Já passa da uma hora da tarde quando o casal sai do bloco. A operação correu bem. Maria de Fátima Fernandes acaba por sair ao fim de três dias, enquanto o marido, Manuel, terá de permanecer mais algum tempo. Habituado a realizar transplantes – mais de quatrocentos –, Alfredo Mota só espera agora que os seus pacientes tenham a noção de que 'um rim não é um direito. É um privilégio, um totoloto, um euromilhões, e um presente muito especial de que é preciso cuidar muitíssimo bem'.
REGISTO DE NÃO DADORES
Segundo a legislação portuguesa, somos todos potenciais dadores de órgãos e tecidos em caso de morte. Para não se ser dador é necessária a inscrição numa base de dados específica, o Registo Nacional de Não Dadores. Este registo é electrónico e é sempre consultado pela unidade hospitalar aonde chega um cadáver. Cerca de 35 mil portugueses estão inscritos, segundo os últimos dados.

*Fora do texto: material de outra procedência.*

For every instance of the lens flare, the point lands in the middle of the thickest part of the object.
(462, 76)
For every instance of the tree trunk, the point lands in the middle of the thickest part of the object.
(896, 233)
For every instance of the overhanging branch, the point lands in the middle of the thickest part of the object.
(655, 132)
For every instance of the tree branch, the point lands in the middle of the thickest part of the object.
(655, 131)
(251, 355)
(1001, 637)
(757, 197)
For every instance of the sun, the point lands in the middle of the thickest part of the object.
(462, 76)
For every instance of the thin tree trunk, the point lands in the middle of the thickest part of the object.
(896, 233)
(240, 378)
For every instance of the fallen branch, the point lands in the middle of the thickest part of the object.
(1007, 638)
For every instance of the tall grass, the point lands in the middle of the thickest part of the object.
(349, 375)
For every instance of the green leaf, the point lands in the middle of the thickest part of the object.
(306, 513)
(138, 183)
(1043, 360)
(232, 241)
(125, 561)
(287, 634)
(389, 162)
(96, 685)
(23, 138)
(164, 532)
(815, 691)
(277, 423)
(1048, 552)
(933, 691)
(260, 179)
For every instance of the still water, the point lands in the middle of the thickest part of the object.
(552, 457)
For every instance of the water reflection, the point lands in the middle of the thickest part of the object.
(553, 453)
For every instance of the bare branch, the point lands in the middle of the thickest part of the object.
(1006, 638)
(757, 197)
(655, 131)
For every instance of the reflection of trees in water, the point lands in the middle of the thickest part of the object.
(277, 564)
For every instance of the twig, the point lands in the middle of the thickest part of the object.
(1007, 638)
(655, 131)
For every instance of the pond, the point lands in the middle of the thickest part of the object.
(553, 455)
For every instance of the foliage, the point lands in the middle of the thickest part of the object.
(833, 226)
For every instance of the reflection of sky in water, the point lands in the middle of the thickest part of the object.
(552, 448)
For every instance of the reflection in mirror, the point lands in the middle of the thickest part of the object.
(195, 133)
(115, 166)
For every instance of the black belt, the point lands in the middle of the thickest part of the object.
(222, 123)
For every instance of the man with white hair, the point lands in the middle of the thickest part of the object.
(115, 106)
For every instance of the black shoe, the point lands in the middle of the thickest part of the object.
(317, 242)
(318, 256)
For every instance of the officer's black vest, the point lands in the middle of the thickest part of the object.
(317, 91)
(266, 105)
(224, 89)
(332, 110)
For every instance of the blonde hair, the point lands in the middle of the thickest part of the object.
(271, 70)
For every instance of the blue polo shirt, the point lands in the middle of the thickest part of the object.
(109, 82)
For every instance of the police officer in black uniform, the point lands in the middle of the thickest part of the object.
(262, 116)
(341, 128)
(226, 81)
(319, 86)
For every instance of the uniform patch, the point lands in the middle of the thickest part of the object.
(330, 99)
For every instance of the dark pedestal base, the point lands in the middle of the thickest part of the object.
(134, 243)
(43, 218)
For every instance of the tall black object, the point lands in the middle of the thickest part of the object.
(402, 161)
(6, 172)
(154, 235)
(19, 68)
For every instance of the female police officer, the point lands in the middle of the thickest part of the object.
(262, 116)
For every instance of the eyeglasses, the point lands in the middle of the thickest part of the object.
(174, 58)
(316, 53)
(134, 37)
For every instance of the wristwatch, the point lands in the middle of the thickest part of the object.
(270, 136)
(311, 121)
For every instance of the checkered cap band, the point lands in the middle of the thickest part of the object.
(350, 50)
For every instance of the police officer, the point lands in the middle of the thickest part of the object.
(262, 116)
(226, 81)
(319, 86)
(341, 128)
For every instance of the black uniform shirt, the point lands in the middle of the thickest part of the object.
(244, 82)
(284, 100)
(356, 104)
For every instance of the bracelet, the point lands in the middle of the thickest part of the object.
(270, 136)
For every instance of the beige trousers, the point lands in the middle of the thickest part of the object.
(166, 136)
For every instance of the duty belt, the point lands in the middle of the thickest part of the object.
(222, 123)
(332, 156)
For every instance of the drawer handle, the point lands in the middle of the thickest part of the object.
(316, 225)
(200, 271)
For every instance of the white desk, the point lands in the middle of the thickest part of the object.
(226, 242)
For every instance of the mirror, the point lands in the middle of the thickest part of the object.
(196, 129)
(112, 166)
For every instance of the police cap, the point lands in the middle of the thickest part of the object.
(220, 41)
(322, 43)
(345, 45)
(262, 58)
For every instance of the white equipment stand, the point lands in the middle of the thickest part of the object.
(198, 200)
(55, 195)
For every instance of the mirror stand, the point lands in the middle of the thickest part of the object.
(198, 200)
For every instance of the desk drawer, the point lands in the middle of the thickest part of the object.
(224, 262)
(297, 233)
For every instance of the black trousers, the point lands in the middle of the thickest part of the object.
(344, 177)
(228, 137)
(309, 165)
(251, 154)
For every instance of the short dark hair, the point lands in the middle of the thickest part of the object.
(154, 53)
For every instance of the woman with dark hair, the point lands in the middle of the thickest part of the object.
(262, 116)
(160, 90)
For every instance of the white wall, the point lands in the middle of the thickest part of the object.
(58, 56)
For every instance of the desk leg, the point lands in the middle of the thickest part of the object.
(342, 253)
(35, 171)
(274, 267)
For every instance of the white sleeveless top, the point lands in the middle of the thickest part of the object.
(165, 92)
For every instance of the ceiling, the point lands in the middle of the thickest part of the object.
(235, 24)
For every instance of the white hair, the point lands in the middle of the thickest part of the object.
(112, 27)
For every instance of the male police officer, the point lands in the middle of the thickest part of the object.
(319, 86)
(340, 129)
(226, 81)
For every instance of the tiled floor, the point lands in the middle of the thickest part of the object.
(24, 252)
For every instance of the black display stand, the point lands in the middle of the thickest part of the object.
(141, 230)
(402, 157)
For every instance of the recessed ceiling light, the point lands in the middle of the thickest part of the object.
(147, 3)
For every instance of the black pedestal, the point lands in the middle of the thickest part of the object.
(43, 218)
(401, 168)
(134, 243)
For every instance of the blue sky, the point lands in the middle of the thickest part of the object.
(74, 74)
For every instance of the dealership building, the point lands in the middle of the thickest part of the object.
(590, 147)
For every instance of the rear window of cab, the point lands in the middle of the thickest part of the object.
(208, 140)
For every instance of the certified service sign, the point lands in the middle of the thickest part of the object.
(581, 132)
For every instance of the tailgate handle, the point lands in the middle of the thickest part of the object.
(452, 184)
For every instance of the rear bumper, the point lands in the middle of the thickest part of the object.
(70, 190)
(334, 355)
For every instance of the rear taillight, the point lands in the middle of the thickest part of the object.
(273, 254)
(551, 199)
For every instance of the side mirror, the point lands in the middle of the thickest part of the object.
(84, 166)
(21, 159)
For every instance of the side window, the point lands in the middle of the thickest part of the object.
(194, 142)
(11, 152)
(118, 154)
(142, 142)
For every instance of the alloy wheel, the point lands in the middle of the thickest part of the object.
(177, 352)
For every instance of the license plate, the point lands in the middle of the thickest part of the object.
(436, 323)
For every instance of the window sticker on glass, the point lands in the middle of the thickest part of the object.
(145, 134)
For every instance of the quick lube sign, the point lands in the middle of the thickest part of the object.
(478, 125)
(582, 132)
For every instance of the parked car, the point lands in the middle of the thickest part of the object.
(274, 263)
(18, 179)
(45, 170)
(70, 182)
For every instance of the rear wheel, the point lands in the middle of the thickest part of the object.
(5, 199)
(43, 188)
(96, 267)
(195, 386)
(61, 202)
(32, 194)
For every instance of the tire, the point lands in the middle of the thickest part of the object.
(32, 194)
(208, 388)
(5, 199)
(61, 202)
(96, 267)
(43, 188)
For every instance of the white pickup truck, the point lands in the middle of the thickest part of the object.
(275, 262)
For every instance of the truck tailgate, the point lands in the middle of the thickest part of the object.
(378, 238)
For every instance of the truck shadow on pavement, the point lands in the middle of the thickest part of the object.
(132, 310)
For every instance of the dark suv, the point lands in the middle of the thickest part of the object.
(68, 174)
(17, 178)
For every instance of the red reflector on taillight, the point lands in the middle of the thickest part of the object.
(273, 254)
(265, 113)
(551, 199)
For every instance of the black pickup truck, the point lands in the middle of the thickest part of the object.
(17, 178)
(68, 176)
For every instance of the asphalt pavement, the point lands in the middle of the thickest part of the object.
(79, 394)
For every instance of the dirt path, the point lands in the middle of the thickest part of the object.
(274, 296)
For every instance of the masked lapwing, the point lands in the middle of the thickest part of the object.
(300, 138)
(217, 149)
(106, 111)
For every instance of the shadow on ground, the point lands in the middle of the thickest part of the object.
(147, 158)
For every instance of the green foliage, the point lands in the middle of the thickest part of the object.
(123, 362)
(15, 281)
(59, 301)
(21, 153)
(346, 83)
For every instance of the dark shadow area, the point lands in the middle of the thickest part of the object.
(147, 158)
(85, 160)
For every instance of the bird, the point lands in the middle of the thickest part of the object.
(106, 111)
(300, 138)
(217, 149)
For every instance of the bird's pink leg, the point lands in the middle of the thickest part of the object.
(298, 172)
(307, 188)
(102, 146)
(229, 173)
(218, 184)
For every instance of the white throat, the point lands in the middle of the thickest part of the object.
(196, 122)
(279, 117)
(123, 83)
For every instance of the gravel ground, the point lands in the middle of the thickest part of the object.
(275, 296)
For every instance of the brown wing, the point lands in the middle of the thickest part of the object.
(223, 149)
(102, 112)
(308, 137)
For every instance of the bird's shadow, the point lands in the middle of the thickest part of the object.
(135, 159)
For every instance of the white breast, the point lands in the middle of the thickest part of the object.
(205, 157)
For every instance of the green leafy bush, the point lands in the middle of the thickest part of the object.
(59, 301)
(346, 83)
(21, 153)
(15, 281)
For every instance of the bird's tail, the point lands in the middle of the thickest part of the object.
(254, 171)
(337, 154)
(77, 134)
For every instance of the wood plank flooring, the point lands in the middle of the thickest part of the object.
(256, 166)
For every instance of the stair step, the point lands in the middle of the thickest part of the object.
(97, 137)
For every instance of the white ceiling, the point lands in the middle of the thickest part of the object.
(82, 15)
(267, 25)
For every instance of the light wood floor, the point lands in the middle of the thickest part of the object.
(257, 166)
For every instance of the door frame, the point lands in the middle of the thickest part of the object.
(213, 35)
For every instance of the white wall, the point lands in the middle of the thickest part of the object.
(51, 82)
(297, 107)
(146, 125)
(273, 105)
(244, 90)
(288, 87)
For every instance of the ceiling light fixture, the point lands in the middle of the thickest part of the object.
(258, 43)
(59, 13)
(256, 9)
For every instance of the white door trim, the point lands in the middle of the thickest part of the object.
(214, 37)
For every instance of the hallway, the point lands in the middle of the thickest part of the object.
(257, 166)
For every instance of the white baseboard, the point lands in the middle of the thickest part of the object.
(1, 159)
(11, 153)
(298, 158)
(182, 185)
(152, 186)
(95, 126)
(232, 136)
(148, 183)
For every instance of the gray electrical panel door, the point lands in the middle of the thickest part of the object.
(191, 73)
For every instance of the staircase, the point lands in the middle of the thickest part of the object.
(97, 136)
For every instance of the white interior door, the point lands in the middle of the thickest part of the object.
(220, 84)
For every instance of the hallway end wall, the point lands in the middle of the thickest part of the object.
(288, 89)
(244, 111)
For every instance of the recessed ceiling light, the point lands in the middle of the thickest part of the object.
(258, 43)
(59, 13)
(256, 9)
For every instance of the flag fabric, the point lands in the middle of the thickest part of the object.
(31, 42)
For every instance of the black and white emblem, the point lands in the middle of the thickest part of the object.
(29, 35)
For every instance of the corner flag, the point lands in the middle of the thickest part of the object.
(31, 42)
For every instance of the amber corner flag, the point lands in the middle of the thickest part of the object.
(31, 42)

TRANSPLANTE CUSTA 250 MIL EUROS
O custo de um transplante renal, só no primeiro ano, ronda, segundo Alfredo Mota, especialista dos HUC, os 250 mil euros, suportados pelo Serviço Nacional de Saúde. Por isso se insurge contra os que não cumprem as medidas terapêuticas com rigor, acabando por perder o rim: 'A taxa de doentes que não cumprem é muito elevada, cerca de 25 por cento.'
'ESTAMOS NO LIMITE DE DADORES CADÁVER'
Alfredo Mota, de 62 anos,é director do Serviço de Urologia e Transplantação Renal dos HUC. Já fez mais de 400 transplantes
- Quais os riscos que comporta este tipo de intervenção cirurgica?
- O risco de vida que corre um dador é idêntico ao risco que corre um indivíduo que tem de conduzir o seu automóvel vinte quilómetros por dia a caminho do emprego. O que quer dizer que em termos percentuais, contabiliza-se em 0,03 por cento o risco de um dador morrer numa operação destas.
- Há muitas pessoas à espera de um rim?
- Há. Temos cerca de 1500 doentes no País à espera de receber um rim e só são transplantados à volta de 500 por ano. Há mais doentes à espera do que rins para transplante. É um processo que não vejo maneira de resolver, porque estamos no limite de dadores cadáver. Já estamos a transplantar rins de dadores com 80 anos, algo impensável há alguns anos. Não são os melhores mas é o que há.
- Qual é o tempo de espera médio?
- Três e meio a quatro anos é a média neste momento. Durante este tempo, os doentes têm de fazer o tratamento de diálise para não morrerem.